Dynamic Vision Mamba
Mengxuan Wu, Zekai Li, Zhiyuan Liang, Moyang Li, Xuanlei Zhao, Samir Khaki, Zheng Zhu, Xiaojiang Peng, Konstantinos N. Plataniotis, Kai Wang, Wangbo Zhao, Yang You
TL;DR
Dynamic Vision Mamba (DyVM) addresses token- and block-level redundancy in Vision Mamba architectures by introducing multi-stage, learnable token pruning with a rearrangement strategy that preserves training-inference consistency and a per-layer dynamic block selector to adaptively choose SSM blocks per input. The approach employs a joint training objective combining classification, pruning-ratio supervision, block-ratio supervision, and distillation losses to calibrate pruning and maintain accuracy.

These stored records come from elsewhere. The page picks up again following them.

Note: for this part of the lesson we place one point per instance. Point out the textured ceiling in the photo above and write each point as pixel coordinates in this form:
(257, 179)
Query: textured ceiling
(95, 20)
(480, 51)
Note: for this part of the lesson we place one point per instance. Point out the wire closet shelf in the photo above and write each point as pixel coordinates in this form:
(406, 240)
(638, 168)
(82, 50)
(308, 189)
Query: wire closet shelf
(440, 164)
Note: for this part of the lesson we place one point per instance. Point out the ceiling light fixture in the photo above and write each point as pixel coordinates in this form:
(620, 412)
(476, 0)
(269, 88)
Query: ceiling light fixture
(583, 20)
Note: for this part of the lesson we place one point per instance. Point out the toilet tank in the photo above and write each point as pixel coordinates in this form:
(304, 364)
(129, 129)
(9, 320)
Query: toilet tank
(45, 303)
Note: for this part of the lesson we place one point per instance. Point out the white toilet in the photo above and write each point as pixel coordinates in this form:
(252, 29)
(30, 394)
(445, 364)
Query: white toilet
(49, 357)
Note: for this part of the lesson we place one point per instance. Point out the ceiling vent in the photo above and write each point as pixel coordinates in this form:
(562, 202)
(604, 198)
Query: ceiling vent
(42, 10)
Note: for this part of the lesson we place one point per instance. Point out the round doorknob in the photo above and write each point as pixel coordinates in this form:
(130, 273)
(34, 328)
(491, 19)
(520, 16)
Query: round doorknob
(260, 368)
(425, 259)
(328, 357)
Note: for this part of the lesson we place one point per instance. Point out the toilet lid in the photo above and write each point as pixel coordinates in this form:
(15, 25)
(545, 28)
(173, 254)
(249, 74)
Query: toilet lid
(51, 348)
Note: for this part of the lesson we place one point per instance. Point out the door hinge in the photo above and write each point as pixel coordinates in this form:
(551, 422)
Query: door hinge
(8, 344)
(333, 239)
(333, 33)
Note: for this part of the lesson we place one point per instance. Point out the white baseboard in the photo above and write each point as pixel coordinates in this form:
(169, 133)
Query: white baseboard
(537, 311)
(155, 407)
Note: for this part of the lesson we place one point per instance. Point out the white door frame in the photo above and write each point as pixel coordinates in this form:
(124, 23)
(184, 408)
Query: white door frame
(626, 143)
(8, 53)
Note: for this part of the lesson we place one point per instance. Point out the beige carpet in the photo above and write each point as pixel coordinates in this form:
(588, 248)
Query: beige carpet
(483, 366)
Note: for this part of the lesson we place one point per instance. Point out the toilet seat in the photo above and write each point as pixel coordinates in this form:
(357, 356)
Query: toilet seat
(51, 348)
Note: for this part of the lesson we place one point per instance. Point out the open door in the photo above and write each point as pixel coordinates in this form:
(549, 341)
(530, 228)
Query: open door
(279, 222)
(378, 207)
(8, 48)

Empirical results on ImageNet-1K with Vim variants show up to 35.2% FLOPs reduction at a 1.7% accuracy drop, and DyVM demonstrates strong generalization to VideoMamba and MambaReg, as well as to semantic segmentation on ADE20K. Overall, DyVM provides a practical, scalable pathway to more efficient Mamba-based vision systems while preserving performance and offering insights for future architecture design.
Abstract
Mamba-based vision models have gained extensive attention as a result of being computationally more efficient than attention-based models. However, spatial redundancy still exists in these models, represented by token and block redundancy. For token redundancy, we analytically find that early token pruning methods will result in inconsistency between training and inference or introduce extra computation for inference. Therefore, we customize token pruning to fit the Mamba structure by rearranging the pruned sequence before feeding it into the next Mamba block. For block redundancy, we allow each image to select SSM blocks dynamically based on an empirical observation that the inference speed of Mamba-based vision models is largely affected by the number of SSM blocks. Our proposed method, Dynamic Vision Mamba (DyVM), effectively reduces FLOPs with minor performance drops. We achieve a reduction of 35.2\% FLOPs with only a loss of accuracy of 1.7\% on Vim-S. It also generalizes well across different Mamba vision model architectures and different vision tasks. Our code will be made public.